In accordance with the present invention, a relay is provided relaying electrical power between first and second terminals thereof. The relay includes a stationary contact having a backing portion operatively connected to the first terminal and formed from a first material. The stationary contact also includes a contacting portion deposited on the backing portion and formed from a second material. A movable arm has a first end operatively connected to the second terminal and a second opposite end. The relay includes a movable contact having a backing portion operatively connected to the second end of the movable arm and formed from the first material. A contacting portion is deposited on the backing portion of the movable contact and is formed from the second material. A coil is operatively connected to the movable arm such that the movable arm is movable between a first contacting position wherein the contacting portion of the movable contact engages the contacting portion of the stationary contact and a second non-contacting position wherein the contacting portion of the movable contact is disengaged from the contacting portion of the stationary contact in response to an electrical charge on the coil.

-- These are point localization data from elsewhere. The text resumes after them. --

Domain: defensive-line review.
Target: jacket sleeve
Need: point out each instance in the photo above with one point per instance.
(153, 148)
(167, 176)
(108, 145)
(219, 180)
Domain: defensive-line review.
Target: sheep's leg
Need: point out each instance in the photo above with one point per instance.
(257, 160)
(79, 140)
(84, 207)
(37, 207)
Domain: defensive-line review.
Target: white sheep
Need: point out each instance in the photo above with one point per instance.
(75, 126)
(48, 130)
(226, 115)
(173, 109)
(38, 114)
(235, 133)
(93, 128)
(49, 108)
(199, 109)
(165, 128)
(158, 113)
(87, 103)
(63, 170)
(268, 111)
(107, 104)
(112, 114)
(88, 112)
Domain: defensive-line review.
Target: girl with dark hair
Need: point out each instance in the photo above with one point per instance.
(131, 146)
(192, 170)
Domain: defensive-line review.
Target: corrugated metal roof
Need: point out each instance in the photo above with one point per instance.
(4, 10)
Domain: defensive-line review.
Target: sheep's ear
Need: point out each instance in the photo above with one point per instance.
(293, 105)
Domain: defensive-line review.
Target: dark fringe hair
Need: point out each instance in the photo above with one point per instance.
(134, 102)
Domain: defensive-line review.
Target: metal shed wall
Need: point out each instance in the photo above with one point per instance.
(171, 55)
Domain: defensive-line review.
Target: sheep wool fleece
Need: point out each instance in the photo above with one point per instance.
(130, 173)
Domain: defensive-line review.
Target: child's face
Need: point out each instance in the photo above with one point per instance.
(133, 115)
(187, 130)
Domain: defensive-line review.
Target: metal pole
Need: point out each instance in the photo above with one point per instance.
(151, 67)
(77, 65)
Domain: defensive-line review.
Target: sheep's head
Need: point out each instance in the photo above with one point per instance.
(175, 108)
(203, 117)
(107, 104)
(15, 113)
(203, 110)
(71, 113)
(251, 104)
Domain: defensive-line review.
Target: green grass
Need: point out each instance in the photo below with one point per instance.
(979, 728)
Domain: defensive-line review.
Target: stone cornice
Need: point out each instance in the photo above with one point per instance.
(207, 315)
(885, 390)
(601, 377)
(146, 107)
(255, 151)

A biasing structure is provided for urging the movable arm towards the non-contacting position. It is contemplated that first material be copper and the second material be tungsten. The first surface of the backing portion of the stationary contact has a first diameter and the second surface of the backing portion of the stationary contact has a second diameter which is greater than the first diameter. In addition, the first surface of the contacting portion of the movable contact has a first diameter and the second surface of the contacting portion of the movable contact has a second diameter which is greater than the first diameter. The first surface of the contacting portion of the movable contact is generally arcuate in shape and terminates at a crown.
In accordance with a still further aspect of the present invention, a contact for a relay is provided. The relay relays electrical power between first and second terminals thereof. The contact includes a backing portion formed from copper and a contacting portion deposited on the backing portion. The contacting portion is formed from tungsten.
The contacting portion of the contact includes a first surface and a second surface which engages the backing portion of the contact. The first and second surfaces of the contacting portion are spaced from each other by an outer edge. The first surface of the contacting portion has a first diameter and the second surface of the contacting portion has a second diameter which is greater than the first diameter. The first surface of the contacting portion is generally arcuate in shape and terminates at a crown. The backing portion includes a first surface which engages the contacting portion and a second surface spaced from the first surface of the backing portion by an outer edge. A mounting head depends from the second surface of the backing portion to facilitate mounting of the contact to an element.